Only in the second season, Viviane Geppert hosted the show, which was aired before the premiere of the first live show.

=== The Masked Singer – So hat alles angefangen ===
The Masked Singer – So hat alles angefangen (That's how it all started) is a show that aired on 31 December 2020 on ProSieben and showed how The Masked Singer began in Germany. The best performances of the celebrity contestants and the best and funniest moments from the first season, were shown once again. Also, the celebrities from the first season, presenter Matthias Opdenhövel and panelist Ruth Moschner spoke about their personal experiences with the show.

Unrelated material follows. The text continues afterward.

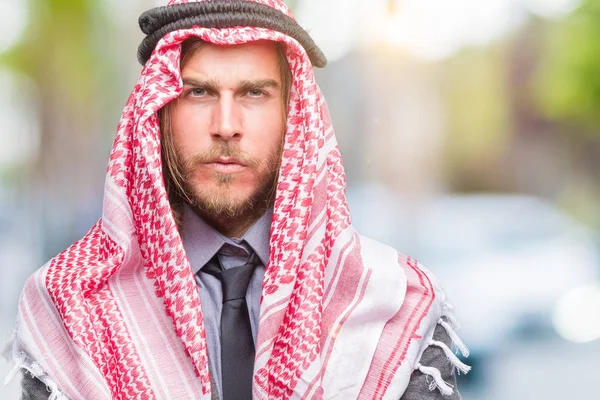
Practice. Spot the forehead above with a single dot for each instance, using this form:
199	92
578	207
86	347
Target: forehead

=== The Masked Singer – Die rätselhafte Weihnachtsshow ===
On 26 October 2021, it was announced by ProSieben, they would broadcast a Christmas special for the first time in December, with the name The Masked Singer – Die rätselhafte Weihnachtsshow (The Masked Singer – The enigmatic Christmas show). It took place on 26 December 2021. As part of this there were three new masks. The presenter of the Christmas special is Matthias Opdenhövel. The panel consists of TV presenter Ruth Moschner, singer Rea Garvey and actress Andrea Sawatzki.

==== Contestants ====
On the final episode of the fifth season, Rentier "Reindeer" was announced as the first contestant. On 14 December, further competitors Gans "Goose" and Geschenk "Present" were revealed.

Results
| Stage name | Celebrity | Notability | Episode |  |
1
| A | B |
| Gans "Goose" | Yvonne Catterfeld | Singer | SAFE | WINNER |
| Geschenk "Present" | Mickie Krause | Singer | SAFE | RUNNER-UP |
| Rentier "Reindeer" | Steven Gätjen | Presenter | THIRD |  |

==== hristmas episode (26 December) ====
- Group number: "All I Want for Christmas Is You" by Mariah Carey

===== Round One =====

Performances on the Christmas episode – round one
| # | Stage name | Song | Identity | Result |
|---|---|---|---|---|
| 1 | Gans | "Santa Claus Is Comin' to Town" by J. Fred Coots | undisclosed | SAFE |
| 2 | Rentier | "Fröhliche Weihnacht überall" | Steven Gätjen | THIRD |
| 3 | Geschenk | "Ave Maria" by Johann Sebastian Bach/"Jingle Bells" by Frank Sinatra | undisclosed | SAFE |

===== Round Two =====

Performances on the Christmas episode – round one
| # | Stage name | Song | Identity | Result |
|---|---|---|---|---|
| 1 | Gans | "Have Yourself a Merry Little Christmas" by Hugh Martin & Ralph Blane | Yvonne Catterfeld | WINNER |
| 2 | Geschenk | "Don't You (Forget About Me)" by Simple Minds | Mickie Krause | RUNNER-UP |

==== Ratings ====

| Episode | Original airdate | Timeslot | Viewers (in millions) |  | Share (in %) |  | Source |
| Household | Adults 14–49 | Household | Adults 14–49 |
| Christmas special | 26 December 2021 | Sunday 8:15 pm | 1.92 | 0.96 | 6.5 | 12.7 |  |

=== The Masked Dancer ===

In June 2021, EndemolShine Germany announced a dancing spinoff series that shares the same name of the American version. In November 2021, it was announced that ProSieben would broadcast the show. The show began airing on 6 January 2022, with Opdenhövel hosting the show and with Alexander Klaws and Steven Gätjen serving as panelists. The show had 7 contestants competing through four live episodes.